= Zinc cadmium phosphide arsenide =

Semiconductor material

Zinc cadmium phosphide arsenide (Zn-Cd-P-As) is a quaternary system of group II (IUPAC group 12) and group V (IUPAC group 15) elements. Many of the inorganic compounds in the system are II-V semiconductor materials. The quaternary system of II_{3}V_{2} compounds, (Zn_{1−x}Cd_{x})_{3}(P_{1−y}As_{y})_{2}, has been shown to allow solid solution continuously over the whole compositional range. This material system and its subsets have applications in electronics, optoelectronics, including photovoltaics, and thermoelectrics.

== List of all binary compounds ==
This system of elements contains numerous binary compounds and their solid solutions.

=== Stable at atmospheric pressure ===
The binary compounds thermodynamically stable at atmospheric pressure are listed in the following table:

| Anion Cation | P |  | As |  |
|---|---|---|---|---|
| Zn | Zn_{3}P_{2}; ZnP_{2}; | α″ (or α) and β; α and β; | Zn_{3}As_{2}; ZnAs_{2}; | α, α′ and β; one polymorph; |
| Cd | Cd_{3}P_{2}; CdP_{2}; Cd_{2}P_{3}; CdP_{4}; Cd_{6}P_{7}; | one polymorph; –; ; –; unconfirmed; | Cd_{3}As_{2}; CdAs_{2}; | α, α′, α″ and β; α and δ; |

=== Metastable or unstable at atmospheric pressure ===
Compounds metastable or unstable at atmospheric pressure are the following:

| Anion Cation | P |  | As |  |
|---|---|---|---|---|
| Zn | ZnP_{2}; ZnP_{4}; Zn_{7}P_{10}; Zn_{3}P_{2}; | high-pressure rhombohedral phase; high-pressure tetragonal phase; high-pressure orthorhombic phase; high-pressure phase; | Zn_{3}As_{2}; ZnAs; | high-pressure phase; high-pressure phase, low and high-temperature polymorphs; |
| Cd | Cd_{3}P_{2}; | high-pressure phase; | Cd_{3}As_{2}; CdAs; CdAs_{4}; | high-pressure phase; high-pressure phase, low and high-temperature polymorphs; ; |

== Quaternary compounds ==
The compounds of the form II_{3}V_{2} have similar crystalline structures and exhibit full solid solution over the whole compositional range. The compounds of the form II-V_{2} allow only partial solid solution.

== Ternary compounds ==
The binary compounds in this system form a wide range of solid solutions. This miscibility reflects the close similarity of the structures of the binary phases. The IIV_{2} compounds exhibit wide solid solution ranges with CdP_{4} even though the stoichiometry and structures of the components differ.
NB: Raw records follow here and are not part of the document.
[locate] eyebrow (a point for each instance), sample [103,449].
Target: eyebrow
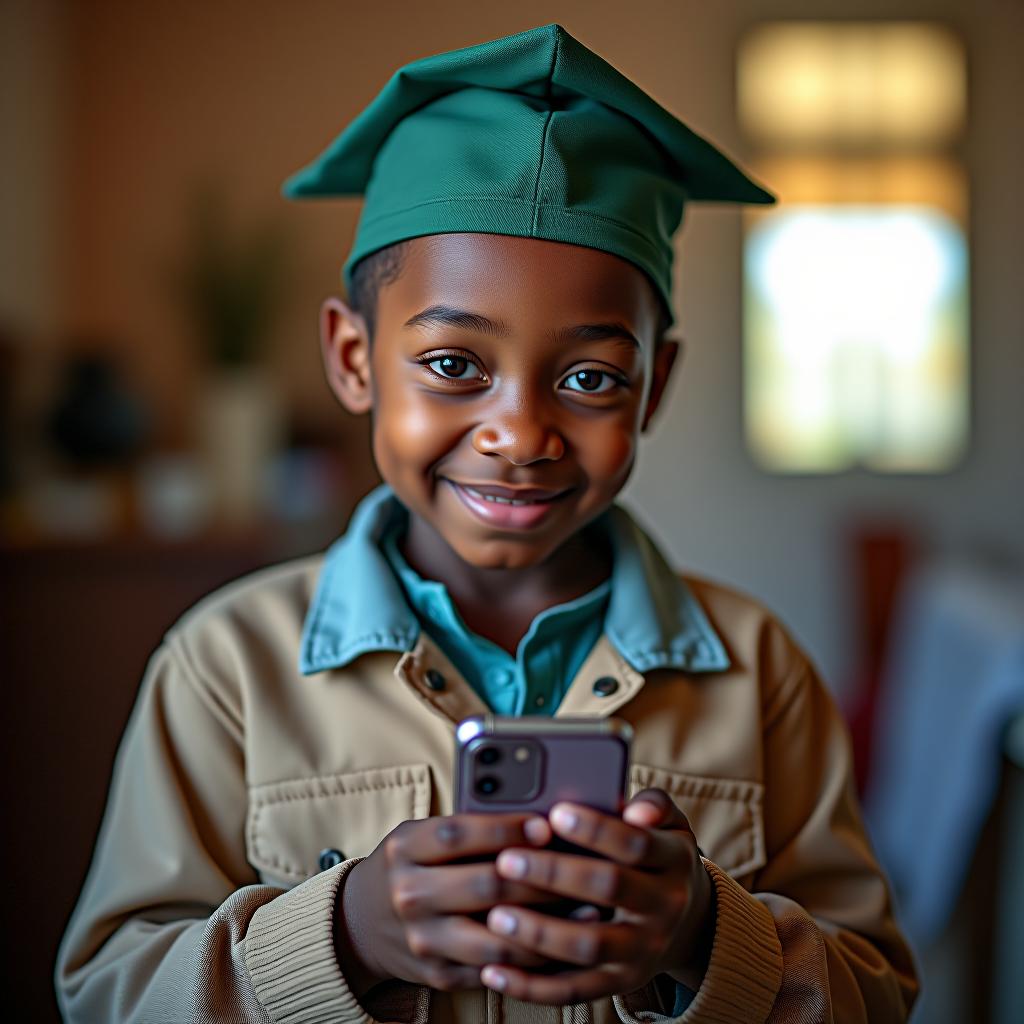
[467,321]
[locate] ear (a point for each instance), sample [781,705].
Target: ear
[345,349]
[666,354]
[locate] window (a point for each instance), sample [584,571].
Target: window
[855,293]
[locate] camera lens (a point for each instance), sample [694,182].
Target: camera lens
[487,785]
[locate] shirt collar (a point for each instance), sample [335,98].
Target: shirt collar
[653,619]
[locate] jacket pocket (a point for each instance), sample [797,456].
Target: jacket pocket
[289,824]
[725,814]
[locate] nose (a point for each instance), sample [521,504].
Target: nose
[519,432]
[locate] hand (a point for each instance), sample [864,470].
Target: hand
[404,911]
[650,870]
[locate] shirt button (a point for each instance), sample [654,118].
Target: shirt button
[330,858]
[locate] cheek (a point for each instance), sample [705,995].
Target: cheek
[607,454]
[410,432]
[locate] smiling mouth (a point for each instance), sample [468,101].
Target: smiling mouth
[508,507]
[507,499]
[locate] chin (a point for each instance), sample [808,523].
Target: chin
[503,554]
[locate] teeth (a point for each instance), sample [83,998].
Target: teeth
[498,501]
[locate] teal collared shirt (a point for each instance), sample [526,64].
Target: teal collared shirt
[650,615]
[535,680]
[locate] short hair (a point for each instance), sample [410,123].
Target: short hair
[384,267]
[381,267]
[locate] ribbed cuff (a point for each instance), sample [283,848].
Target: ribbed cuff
[744,972]
[290,955]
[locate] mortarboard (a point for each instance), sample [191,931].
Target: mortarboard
[534,135]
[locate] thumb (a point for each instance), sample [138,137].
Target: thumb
[654,809]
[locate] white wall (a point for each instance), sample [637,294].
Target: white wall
[781,538]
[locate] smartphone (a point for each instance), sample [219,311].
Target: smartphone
[532,762]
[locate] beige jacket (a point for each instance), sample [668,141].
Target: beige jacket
[206,900]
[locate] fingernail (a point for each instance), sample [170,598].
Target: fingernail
[512,865]
[537,830]
[494,979]
[502,921]
[563,818]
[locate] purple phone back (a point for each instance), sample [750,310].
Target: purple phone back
[586,769]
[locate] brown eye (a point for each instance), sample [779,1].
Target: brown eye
[590,381]
[455,368]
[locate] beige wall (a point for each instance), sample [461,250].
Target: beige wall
[164,93]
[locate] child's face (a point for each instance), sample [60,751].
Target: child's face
[525,409]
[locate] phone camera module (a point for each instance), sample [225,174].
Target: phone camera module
[487,785]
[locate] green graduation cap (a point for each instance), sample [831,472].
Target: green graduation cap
[534,135]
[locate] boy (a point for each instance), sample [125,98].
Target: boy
[279,844]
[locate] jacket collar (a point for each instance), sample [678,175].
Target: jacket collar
[653,620]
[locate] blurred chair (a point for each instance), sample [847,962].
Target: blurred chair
[952,684]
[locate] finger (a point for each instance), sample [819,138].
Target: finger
[439,840]
[614,839]
[654,809]
[423,892]
[467,942]
[589,880]
[573,942]
[446,976]
[556,989]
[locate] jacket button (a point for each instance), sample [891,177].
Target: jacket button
[330,858]
[435,681]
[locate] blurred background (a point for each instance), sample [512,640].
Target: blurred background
[846,440]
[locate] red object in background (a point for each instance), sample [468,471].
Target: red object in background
[882,557]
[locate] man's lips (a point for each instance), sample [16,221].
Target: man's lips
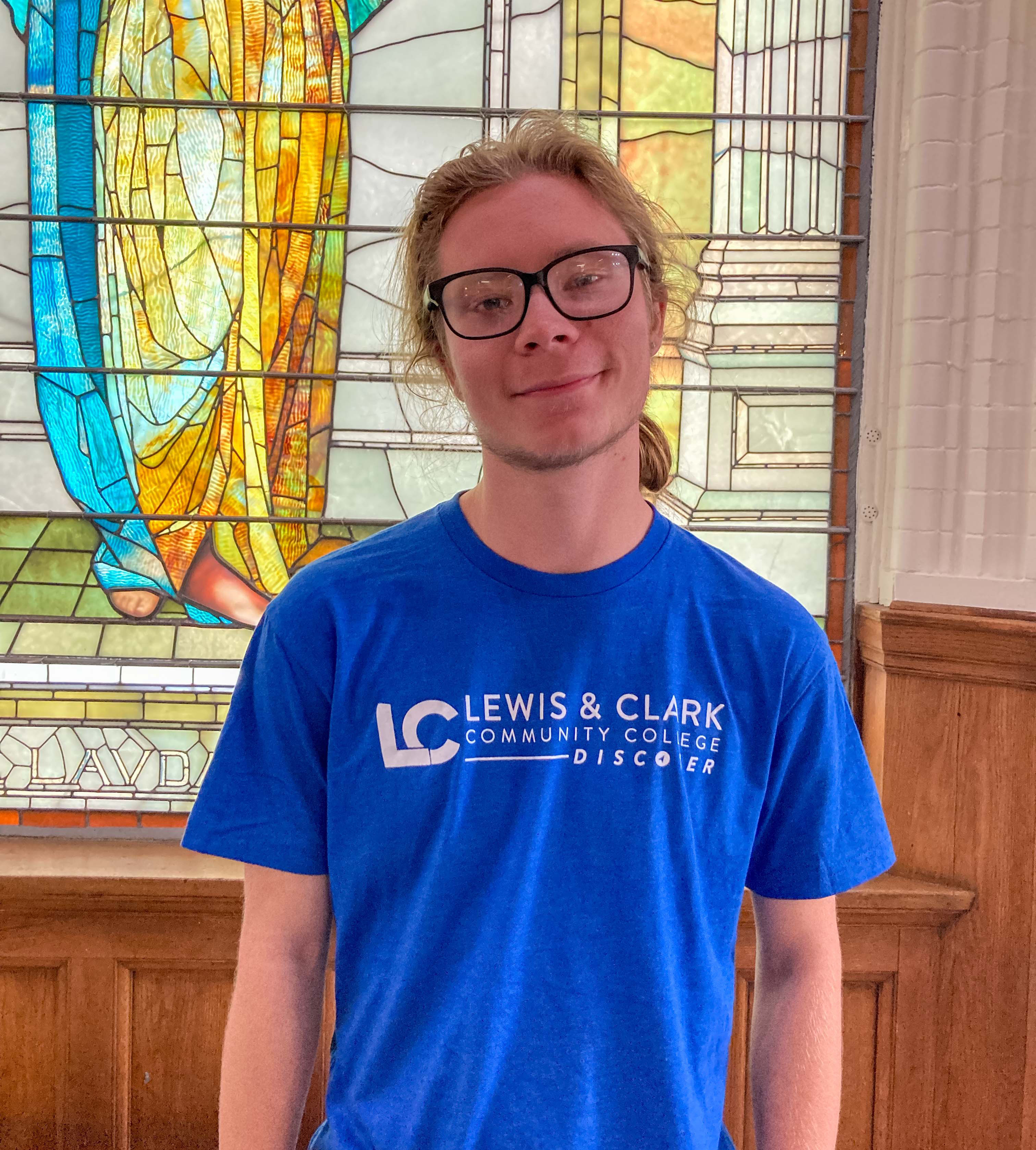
[560,387]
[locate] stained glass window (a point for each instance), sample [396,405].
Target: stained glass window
[199,207]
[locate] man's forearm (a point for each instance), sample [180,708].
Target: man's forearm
[268,1053]
[796,1057]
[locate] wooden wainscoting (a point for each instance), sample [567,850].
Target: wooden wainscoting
[116,967]
[949,719]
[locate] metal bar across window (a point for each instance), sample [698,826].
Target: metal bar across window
[399,110]
[387,378]
[375,229]
[338,521]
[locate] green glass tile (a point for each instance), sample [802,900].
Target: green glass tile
[94,604]
[56,567]
[212,642]
[16,532]
[137,641]
[58,639]
[71,535]
[7,633]
[11,561]
[362,531]
[32,599]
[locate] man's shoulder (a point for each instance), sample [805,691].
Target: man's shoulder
[373,565]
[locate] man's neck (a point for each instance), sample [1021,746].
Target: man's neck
[571,520]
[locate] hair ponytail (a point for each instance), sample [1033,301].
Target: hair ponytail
[656,457]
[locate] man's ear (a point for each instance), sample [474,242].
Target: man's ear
[659,305]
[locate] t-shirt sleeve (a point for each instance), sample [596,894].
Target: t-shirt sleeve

The optoelectronic and band properties of some ternary compounds have also been studied. For example, the bandgap of Zn_{3}(P_{1−y}As_{y})_{2} solid solutions is direct and tunable from 1.0 eV to 1.5 eV. This solubility enables the fabrication of tunable nanowire photodetectors. The solid solution (Zn_{1−x}Cd_{x})_{3}As_{2} exhibit a topological phase transition at x ~ 0.62.

== Notable binary compounds ==
=== Cadmium arsenide (Cd_{3}As_{2})===

Cadmium arsenide is a 3D Dirac semimetal exhibiting the Nernst effect.

=== Zinc phosphide (Zn_{3}P_{2})===

Zinc phosphide is a semiconductor material with a direct band gap of 1.5 eV used in photovoltaics. It is also used as a rodenticide in the pest control industry.

=== Zinc arsenide (Zn_{3}As_{2})===

Zinc arsenide is a semiconductor material with a band gap of 1.0 eV.